Der ukrainische Präsident Wolodymyr Selenskyj zeigt sich vor dem ersten Treffen von Vertretern der ukrainischen und russischen Regierung kompromissbereit. Zudem forderte er neuerlich direkte Verhandlungen mit dem russischen Präsidenten Wladimir Putin.

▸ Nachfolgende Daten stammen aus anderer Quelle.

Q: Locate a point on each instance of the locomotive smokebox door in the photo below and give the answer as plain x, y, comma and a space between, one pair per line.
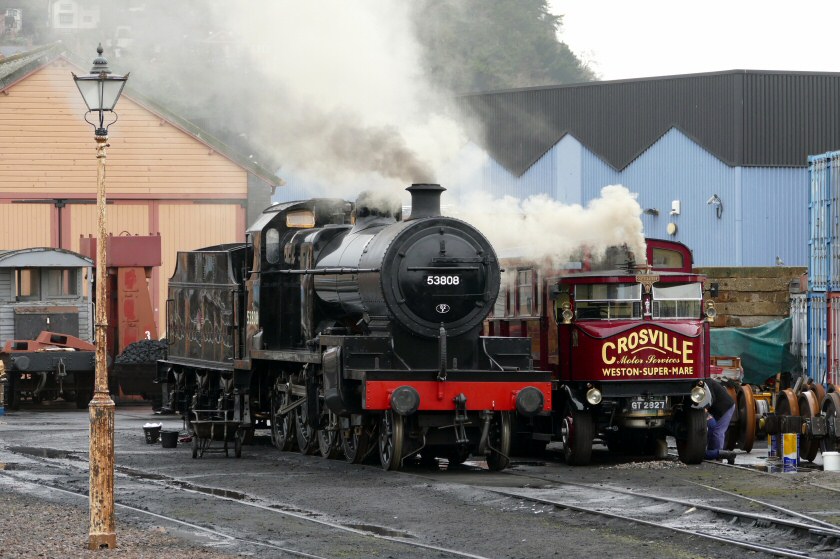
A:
31, 321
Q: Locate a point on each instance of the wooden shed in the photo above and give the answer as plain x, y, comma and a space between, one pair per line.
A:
163, 174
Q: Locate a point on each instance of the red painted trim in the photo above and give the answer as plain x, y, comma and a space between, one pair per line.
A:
54, 230
440, 396
232, 198
241, 218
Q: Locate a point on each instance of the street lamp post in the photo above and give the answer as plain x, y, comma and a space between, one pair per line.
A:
101, 89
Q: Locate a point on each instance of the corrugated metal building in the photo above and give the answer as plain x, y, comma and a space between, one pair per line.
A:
731, 147
164, 175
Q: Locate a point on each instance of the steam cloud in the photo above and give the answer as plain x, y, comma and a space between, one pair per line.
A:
344, 100
346, 104
548, 233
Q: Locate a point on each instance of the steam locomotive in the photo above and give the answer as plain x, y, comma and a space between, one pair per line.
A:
344, 329
629, 348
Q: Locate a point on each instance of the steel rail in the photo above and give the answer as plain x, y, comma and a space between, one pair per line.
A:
777, 551
228, 538
181, 485
765, 504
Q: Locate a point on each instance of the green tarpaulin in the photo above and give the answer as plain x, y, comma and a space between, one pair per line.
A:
764, 350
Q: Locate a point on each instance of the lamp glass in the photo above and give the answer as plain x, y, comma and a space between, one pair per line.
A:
100, 93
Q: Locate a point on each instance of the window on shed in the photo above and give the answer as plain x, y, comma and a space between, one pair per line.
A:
28, 283
35, 284
60, 282
272, 246
664, 258
525, 292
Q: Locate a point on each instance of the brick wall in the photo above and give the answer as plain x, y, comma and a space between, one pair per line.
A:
752, 296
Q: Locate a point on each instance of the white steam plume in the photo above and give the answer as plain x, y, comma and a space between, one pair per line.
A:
547, 232
344, 98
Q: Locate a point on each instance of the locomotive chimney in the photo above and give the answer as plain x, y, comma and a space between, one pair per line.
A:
425, 200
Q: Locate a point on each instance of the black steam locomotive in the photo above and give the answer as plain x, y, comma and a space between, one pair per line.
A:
344, 329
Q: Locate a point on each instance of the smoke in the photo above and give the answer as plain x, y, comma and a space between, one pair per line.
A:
334, 91
548, 233
342, 98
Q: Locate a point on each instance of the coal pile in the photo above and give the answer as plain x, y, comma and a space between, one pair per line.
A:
144, 351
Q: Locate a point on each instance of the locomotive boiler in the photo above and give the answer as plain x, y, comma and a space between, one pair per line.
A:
346, 330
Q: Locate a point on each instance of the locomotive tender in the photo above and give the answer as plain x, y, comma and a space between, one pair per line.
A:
629, 349
346, 330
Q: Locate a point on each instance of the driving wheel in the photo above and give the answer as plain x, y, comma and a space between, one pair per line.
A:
282, 431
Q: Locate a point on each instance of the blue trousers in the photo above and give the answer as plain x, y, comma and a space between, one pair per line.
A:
717, 433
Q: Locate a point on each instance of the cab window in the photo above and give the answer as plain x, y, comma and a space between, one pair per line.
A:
677, 300
608, 301
664, 258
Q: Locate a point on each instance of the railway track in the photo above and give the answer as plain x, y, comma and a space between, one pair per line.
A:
378, 540
786, 534
205, 500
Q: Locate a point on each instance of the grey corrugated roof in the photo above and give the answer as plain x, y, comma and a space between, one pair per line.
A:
16, 67
743, 117
43, 257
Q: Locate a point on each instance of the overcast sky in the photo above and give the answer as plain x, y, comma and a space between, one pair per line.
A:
632, 39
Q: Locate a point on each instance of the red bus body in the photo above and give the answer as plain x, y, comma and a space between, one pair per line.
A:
631, 352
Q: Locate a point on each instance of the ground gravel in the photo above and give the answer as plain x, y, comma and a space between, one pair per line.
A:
32, 527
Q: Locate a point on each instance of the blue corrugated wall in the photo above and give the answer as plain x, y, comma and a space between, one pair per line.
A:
763, 212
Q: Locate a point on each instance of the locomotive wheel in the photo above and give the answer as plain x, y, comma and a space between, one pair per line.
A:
808, 409
745, 406
831, 409
391, 440
499, 442
307, 435
691, 446
355, 442
578, 432
329, 441
282, 433
786, 403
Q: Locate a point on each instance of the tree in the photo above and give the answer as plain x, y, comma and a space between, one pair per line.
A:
481, 45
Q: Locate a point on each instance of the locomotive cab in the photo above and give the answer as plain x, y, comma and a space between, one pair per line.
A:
359, 324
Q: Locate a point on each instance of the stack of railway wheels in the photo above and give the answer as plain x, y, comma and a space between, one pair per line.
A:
810, 401
831, 409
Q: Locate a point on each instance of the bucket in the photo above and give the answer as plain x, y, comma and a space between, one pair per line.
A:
831, 461
790, 452
169, 439
152, 433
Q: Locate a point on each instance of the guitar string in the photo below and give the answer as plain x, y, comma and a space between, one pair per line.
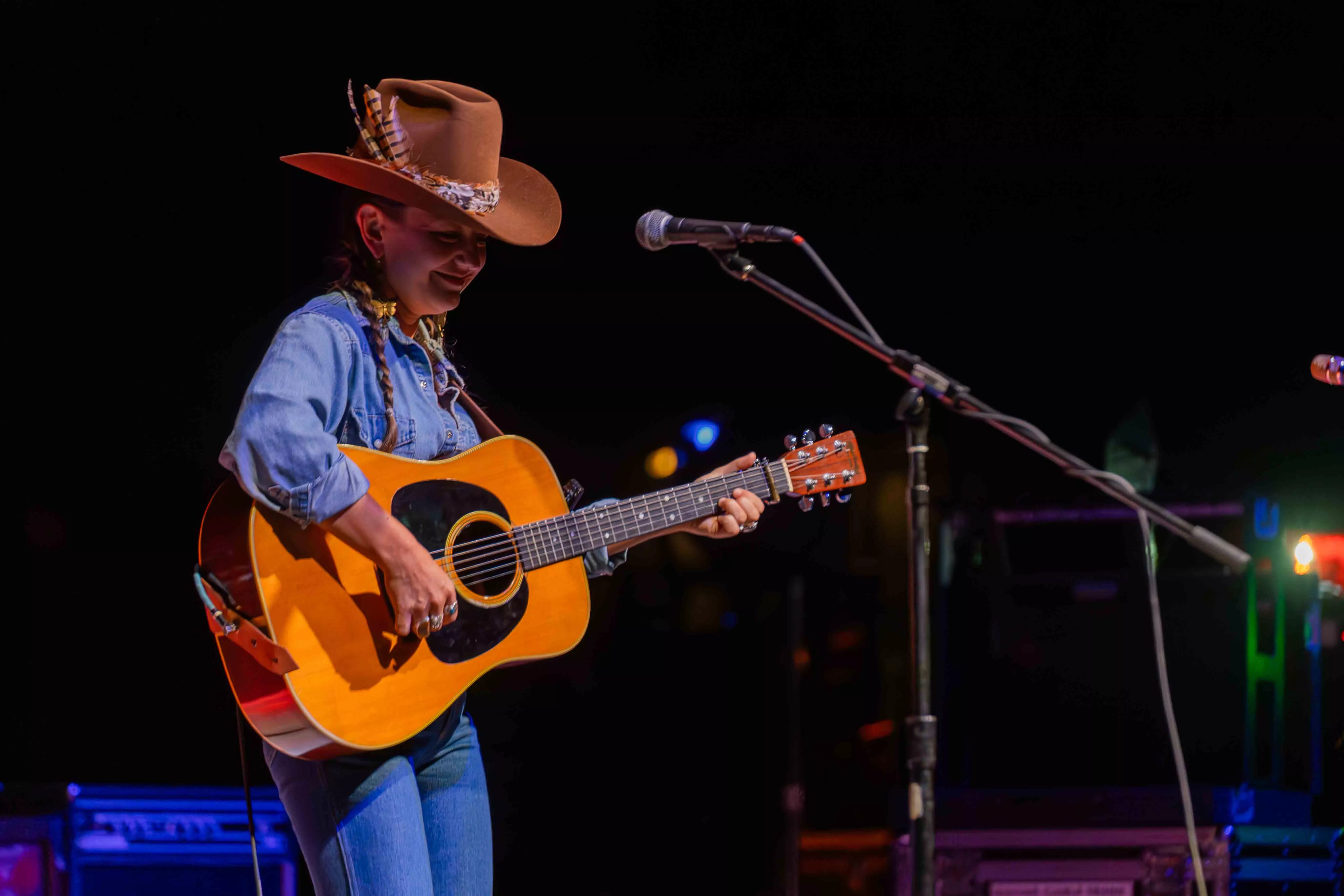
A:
628, 519
627, 516
627, 522
623, 512
532, 531
535, 533
548, 527
480, 576
584, 514
532, 536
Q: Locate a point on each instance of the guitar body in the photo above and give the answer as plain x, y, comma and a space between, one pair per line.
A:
359, 687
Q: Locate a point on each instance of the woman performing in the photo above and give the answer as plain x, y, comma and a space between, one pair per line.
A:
365, 365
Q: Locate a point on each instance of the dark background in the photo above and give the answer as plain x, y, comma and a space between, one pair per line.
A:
1072, 209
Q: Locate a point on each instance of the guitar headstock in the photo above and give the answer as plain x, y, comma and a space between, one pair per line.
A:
823, 464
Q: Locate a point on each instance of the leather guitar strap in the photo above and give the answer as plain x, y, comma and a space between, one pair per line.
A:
484, 425
486, 428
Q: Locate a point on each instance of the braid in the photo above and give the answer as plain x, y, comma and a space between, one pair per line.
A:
378, 339
358, 276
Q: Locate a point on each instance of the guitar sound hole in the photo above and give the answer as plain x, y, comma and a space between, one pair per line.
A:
484, 559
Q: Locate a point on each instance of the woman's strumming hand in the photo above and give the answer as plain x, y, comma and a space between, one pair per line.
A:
419, 589
741, 510
417, 586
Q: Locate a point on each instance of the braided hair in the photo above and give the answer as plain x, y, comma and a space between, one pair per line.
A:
359, 275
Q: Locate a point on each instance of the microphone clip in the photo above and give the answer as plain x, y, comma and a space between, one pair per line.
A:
733, 264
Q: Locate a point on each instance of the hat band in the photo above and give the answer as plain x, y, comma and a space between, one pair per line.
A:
475, 199
389, 146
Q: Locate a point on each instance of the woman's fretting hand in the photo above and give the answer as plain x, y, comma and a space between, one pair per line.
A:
736, 512
419, 589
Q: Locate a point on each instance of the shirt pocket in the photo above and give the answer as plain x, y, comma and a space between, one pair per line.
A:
374, 426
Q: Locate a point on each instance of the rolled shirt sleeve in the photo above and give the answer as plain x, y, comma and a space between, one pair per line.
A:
600, 562
283, 448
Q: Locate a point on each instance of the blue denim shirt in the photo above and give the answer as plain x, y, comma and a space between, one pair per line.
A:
318, 389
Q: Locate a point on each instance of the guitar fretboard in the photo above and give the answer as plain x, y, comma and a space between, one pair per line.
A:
573, 535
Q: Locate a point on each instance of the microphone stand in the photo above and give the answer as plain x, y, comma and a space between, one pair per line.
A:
928, 383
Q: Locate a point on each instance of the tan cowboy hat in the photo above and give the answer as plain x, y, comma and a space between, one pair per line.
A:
436, 146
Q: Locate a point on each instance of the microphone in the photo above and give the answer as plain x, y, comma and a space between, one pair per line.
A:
658, 230
1328, 369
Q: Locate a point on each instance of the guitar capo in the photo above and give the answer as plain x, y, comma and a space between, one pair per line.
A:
573, 492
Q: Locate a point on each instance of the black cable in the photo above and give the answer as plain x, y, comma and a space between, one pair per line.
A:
831, 279
1159, 643
252, 824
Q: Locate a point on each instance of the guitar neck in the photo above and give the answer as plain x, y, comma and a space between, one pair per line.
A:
573, 535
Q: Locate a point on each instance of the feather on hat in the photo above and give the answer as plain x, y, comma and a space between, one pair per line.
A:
435, 146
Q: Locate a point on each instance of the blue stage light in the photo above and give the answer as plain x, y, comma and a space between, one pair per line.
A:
702, 434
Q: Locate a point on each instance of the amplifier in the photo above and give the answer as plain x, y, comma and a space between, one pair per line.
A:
1240, 860
178, 840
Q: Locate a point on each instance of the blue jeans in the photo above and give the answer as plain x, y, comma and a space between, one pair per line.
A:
408, 821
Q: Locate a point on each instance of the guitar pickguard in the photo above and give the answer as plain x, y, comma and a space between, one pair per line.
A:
429, 510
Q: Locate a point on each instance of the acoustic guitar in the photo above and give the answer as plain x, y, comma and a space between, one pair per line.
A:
304, 624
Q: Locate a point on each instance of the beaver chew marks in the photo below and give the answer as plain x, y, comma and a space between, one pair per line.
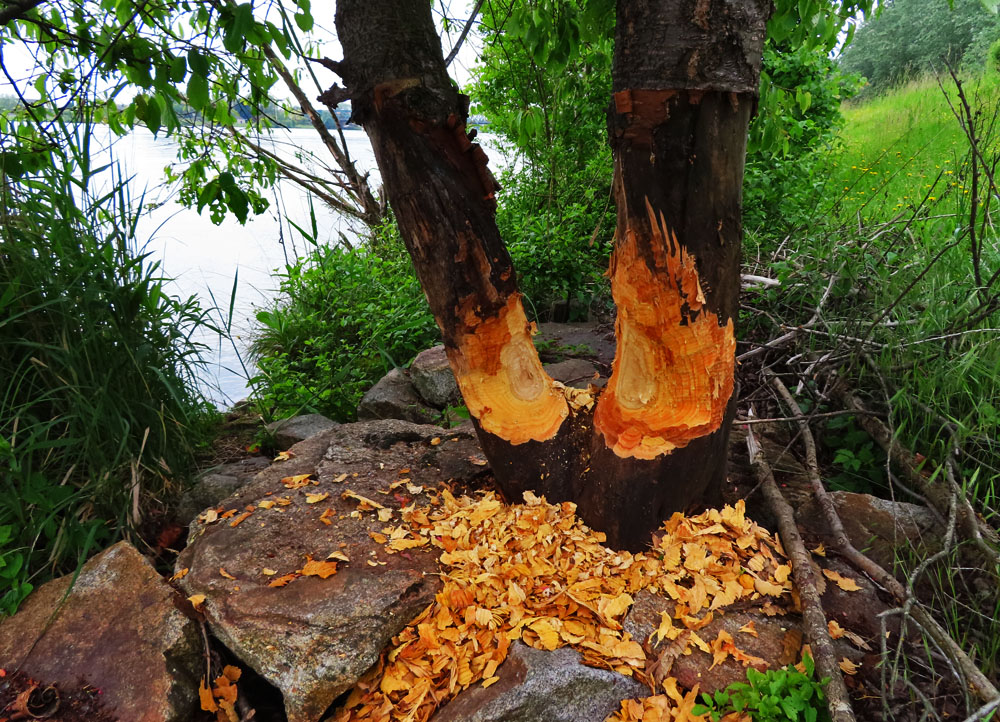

Kompromisse möglich, die "nicht Verrat meines Landes" sind

“In jeder Verhandlung ist mein Ziel, den Krieg mit Russland zu beenden. Und ich bin auch bereit zu bestimmten Schritten”, sagte Selenskyj in einem “Bild”-Interview. “Man kann Kompromisse eingehen, aber diese dürfen nicht der Verrat meines Landes sein. Und auch die Gegenseite muss zu Kompromissen bereit sein – deswegen heißen sie ja Kompromisse. Nur so kommen wir aus dieser Situation heraus.” Über die Details könne er noch nicht reden. “Wir haben ja noch keinen direkten Kontakt zwischen den Präsidenten gehabt. Nur nach den direkten Gesprächen zwischen den zwei Präsidenten können wir diesen Krieg beenden.“

Selenskyj vermied eine konkrete Antwort auf die Frage, ob er bereit sei, die Krim an Russland abzutreten und die Souveränität der Separatistenrepubliken im Osten der Ukraine anzuerkennen: “Hier ist ja nicht die Frage, was ich geben kann.”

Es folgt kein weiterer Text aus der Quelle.